Note: This bug is displayed in read-only format because the product is no longer active in Red Hat Bugzilla.

Bug 745858 (EDG-44)

Summary:	StateTransferException: java.io.EOFException: Read past end of file
Product:	[JBoss] JBoss Data Grid 5	Reporter:	Radoslav Husar <rhusar>
Component:	Infinispan	Assignee:	Default User <jbpapp-maint>
Status:	CLOSED NEXTRELEASE	QA Contact:
Severity:	high	Docs Contact:
Priority:	high
Version:	unspecified	CC:	galder.zamarreno, rhusar
Target Milestone:	---
Target Release:	EAP 5.1.0 EDG TP
Hardware:	Unspecified
OS:	Unspecified
URL:	http://jira.jboss.org/jira/browse/EDG-44
Whiteboard:
Fixed In Version:		Doc Type:	Bug Fix
Doc Text:		Story Points:	---
Clone Of:		Environment:
Last Closed:	2011-03-15 07:42:13 UTC	Type:	Bug
Regression:	---	Mount Type:	---
Documentation:	---	CRM:
Verified Versions:		Category:	---
oVirt Team:	---	RHEL 7.3 requirements from Atomic Host:
Cloudforms Team:	---	Target Upstream Version:
Embargoed:

Description Radoslav Husar 2011-03-08 14:44:02 UTC

project_key: EDG

Again, needs more investigation.
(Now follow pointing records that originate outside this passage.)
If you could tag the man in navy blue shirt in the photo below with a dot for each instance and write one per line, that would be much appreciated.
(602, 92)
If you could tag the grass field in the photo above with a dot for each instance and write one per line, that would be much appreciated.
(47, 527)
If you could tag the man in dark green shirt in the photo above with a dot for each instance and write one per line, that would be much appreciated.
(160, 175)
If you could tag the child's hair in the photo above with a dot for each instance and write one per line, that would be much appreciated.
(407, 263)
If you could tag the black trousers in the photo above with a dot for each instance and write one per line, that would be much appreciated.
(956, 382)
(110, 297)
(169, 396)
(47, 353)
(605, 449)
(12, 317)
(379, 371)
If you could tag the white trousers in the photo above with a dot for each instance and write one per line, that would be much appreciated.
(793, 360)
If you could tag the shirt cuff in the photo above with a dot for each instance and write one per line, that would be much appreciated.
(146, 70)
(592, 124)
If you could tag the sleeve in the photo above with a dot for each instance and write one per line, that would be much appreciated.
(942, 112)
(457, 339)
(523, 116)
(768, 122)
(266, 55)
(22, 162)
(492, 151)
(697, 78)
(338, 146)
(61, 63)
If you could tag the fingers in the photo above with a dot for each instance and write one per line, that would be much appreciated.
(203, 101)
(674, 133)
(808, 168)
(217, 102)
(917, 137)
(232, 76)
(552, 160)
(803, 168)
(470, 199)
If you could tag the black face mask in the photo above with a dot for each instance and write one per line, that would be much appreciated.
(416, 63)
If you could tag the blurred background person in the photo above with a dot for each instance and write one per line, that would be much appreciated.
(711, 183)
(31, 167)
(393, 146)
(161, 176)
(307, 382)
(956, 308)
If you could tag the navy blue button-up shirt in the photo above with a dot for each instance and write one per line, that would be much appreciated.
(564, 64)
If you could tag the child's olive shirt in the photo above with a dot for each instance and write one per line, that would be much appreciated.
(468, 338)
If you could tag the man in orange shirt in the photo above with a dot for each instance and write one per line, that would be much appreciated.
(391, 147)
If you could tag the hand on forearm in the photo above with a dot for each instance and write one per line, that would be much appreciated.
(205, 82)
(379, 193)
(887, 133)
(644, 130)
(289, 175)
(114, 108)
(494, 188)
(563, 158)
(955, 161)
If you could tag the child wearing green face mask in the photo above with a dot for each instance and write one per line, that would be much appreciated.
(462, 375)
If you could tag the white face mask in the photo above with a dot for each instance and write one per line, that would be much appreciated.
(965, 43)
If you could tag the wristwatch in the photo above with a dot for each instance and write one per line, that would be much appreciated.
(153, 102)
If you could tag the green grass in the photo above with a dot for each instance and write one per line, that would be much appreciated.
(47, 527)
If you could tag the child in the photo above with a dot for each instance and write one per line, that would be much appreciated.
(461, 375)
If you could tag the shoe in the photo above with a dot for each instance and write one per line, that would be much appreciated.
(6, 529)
Happened 4 minutes after one node died and then started again 

http://hudson.qa.jboss.com/hudson/job/edg-51x-resilience-client-size4-hotrod/13/console-perf01/

{code}
2011/03/08 08:47:56:196 EST [INFO ][Thread-2] HOST perf10.mw.lab.eng.bos.redhat.com:rootProcess:E - Node 0 is down.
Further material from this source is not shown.